We were thinking about making changes to the deck size and shape, but the retaining timbers at the lawn-to-deck transition were well established and would not be easy to change. Additionally, the location of irrigation components (lines and sprinkler heads) would have to be moved with a change to the deck layout.  Once I confirmed that the existing deck framing was in great shape, the decision to keep the deck at the same size and shape was easy.

I ordered the tight-knot cedar 2×6 from the local lumber yard, which delivered the boards right to my driveway. I went with cedar because of the beam spacing, the cost and because the fencing near the deck was also cedar.

Replacing deck boards on a solid frame is a relatively easy project, but you still need to plan ahead. Because the deck boards are cantilevered beyond the joists, noting where the original edges were is important if you want to get back to the same deck dimensions. In our case, we marked the original deck board ends by stretching a string line over the ends and driving stakes so we could get the string on the same line when the new deck boards were installed.

Here’s how we replaced our deck boards over the existing beams.


Cedar is very resilient, but eventually it will deteriorate with exposure to the elements. Water damage was the worst at the ends of the boards, but almost non-existent under the eaves of the house where they are protected from water.


We started the demolition by removing the edge boards.


Dewalt’s 40-volt battery powered chainsaw worked great for cutting the deck boards into pickup-box lengths. There are no cords to get tangled as with electric chain saws and no gas or startup concerns as with conventional saws.


We stretched and staked a layout string in line with the existing deck board ends so we could establish our cut line on the new deck.


Although the deck boards were mostly nailed down, some of it was screwed down where I had done some repairs over the years.  It was worth the effort to remove screws before pulling the old deck boards.


The primary technique I used for removing the boards was jamming a crow bar between deck boards and prying up. Any number of pry bars or demolition bars would work just as well.


I was anxious to check the condition of the beams that served as the sub-frame so I scraped off the top edges with a floor scraper both to test their condition and to prepare them for the new deck boards.


I used the chainsaw to cut several boards to length at once while they were still nailed in place. You have to be very careful doing this that you are not getting into nails or whatever is underneath the deck.


Cutting the deck boards to the length of my truck bed allowed me to load them and still get the tailgate closed.


I hauled the old deck boards to the local wood recycle center where they were ground into wood chips and reused.

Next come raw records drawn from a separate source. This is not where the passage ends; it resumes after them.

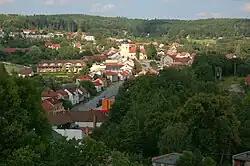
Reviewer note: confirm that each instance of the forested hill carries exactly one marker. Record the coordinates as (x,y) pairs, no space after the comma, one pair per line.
(115,26)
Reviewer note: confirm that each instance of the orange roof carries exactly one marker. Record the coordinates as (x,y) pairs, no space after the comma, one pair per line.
(110,73)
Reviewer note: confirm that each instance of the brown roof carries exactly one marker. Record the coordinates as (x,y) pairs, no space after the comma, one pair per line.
(61,61)
(59,118)
(87,116)
(26,71)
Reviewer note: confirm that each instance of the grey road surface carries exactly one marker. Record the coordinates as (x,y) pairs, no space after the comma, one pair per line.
(92,104)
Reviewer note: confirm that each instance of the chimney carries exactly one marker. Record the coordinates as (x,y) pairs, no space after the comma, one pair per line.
(87,131)
(94,120)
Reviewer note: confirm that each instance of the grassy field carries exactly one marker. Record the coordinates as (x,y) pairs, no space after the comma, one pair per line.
(203,41)
(10,67)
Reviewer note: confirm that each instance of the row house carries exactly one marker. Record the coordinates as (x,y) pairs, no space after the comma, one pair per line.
(30,31)
(52,46)
(26,72)
(176,60)
(61,66)
(128,51)
(52,105)
(77,94)
(96,58)
(84,120)
(13,50)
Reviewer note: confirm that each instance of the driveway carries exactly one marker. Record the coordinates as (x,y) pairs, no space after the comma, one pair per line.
(111,91)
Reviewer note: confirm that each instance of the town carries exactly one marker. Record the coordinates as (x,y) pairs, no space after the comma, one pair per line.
(95,98)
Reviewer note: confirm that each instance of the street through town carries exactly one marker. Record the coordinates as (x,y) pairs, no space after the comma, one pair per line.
(112,90)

The pressure-treated beams under the old deck were in great shape. I scraped off debris and removed nails remaining in the top surface. Note the one old deck board I left at the end away from the house to help keep the beams in position.


Once I saw that the framing was good to go, I ordered enough cedar 2×6 from the local lumber yard to cover the deck and make the edge trim around it. The lumber yard delivered the 16-ft. boards right to my driveway at no extra cost.

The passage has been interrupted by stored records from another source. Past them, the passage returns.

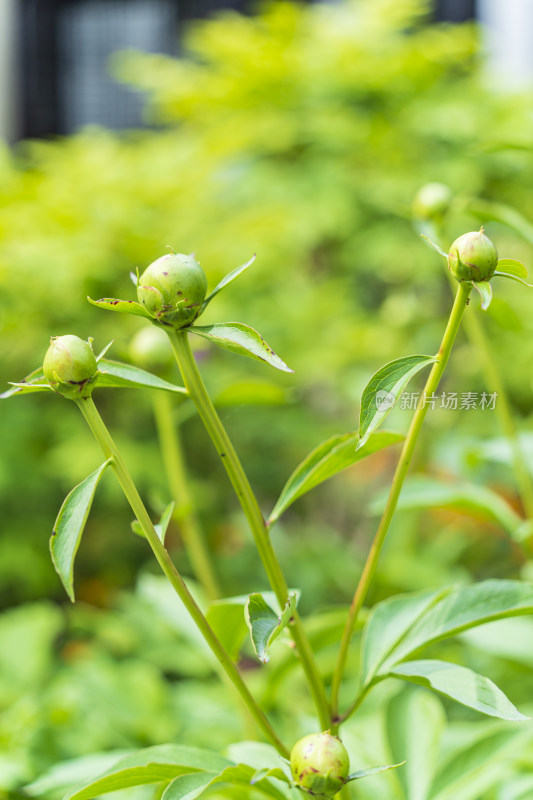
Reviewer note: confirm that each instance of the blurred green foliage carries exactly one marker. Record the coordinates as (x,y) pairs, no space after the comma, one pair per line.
(301,134)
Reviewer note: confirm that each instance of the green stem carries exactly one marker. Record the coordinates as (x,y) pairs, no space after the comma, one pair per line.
(110,450)
(198,393)
(369,569)
(192,535)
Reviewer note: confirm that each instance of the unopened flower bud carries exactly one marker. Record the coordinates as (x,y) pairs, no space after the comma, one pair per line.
(70,367)
(320,765)
(473,257)
(432,201)
(172,289)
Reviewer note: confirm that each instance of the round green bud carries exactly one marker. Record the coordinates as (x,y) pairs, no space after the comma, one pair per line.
(70,367)
(432,201)
(473,257)
(320,765)
(150,348)
(172,289)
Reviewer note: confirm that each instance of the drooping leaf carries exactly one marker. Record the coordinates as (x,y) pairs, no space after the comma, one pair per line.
(227,620)
(326,460)
(365,773)
(264,624)
(388,623)
(241,339)
(152,765)
(461,609)
(229,278)
(467,498)
(122,306)
(415,724)
(484,289)
(510,266)
(189,787)
(34,382)
(115,374)
(384,389)
(460,684)
(160,527)
(69,526)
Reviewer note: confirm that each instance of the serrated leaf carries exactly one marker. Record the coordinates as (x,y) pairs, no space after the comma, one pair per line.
(239,338)
(229,278)
(466,498)
(160,527)
(152,765)
(189,787)
(460,684)
(115,374)
(329,458)
(462,609)
(365,773)
(264,624)
(415,724)
(388,622)
(122,306)
(69,525)
(383,390)
(34,382)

I added a small triangle area to the deck where there had been a square notch. I started by digging down to solid ground to set a pyramid block.


After setting the rim joist over the pyramid block, I cut an angle on the intersecting joist by keeping the chainsaw bar parallel to the new rim joist.


Here is the framing for the added area. Note how we supported the new joist with a concrete block and extended the existing beam with a 2×6 to intersect the joist on the pyramid block.


When we started laying out the new deck boards, we used 7d nails as spacers between the boards, which allowed for shrinking because they were quite “green” (aka wet). If the boards were dry, we would have used 16d nails as spacers.


I snapped a few lines parallel to the house across the beams so I could periodically check to see if the deck boards were still running in line with the house. Often it is easier to measure to these lines on the beams than to measure back across the new decking.


I place a reference board on the ground to make sure my cantilevers were out far enough to be trimmed back on the angled portion of the deck.


I sighted down the boards and turned them so the crown was toward the house. This made it easy to start at one end of a deck board and work the crown out from the concave side of the board while tacking it with a deck screw on every other beam.


With the deck boards cantilevered past the outside beams, I snapped a chalk line and trimmed off the ends.


I added deck boards as a trim boarder around the outside of the deck. I put at least one screw through the trim board into each deck board.


After all of the deck boards were positioned and tacked down, I went back over the entire deck and screwed down the decking with two screws at each joist.


The finished deck looks just like the original when it was new. Thanks to well preserved, pressure-treated beams underneath, this new deck was relatively inexpensive and fast to replace. In a few months the color will match the silver of the cedar fencing near the deck.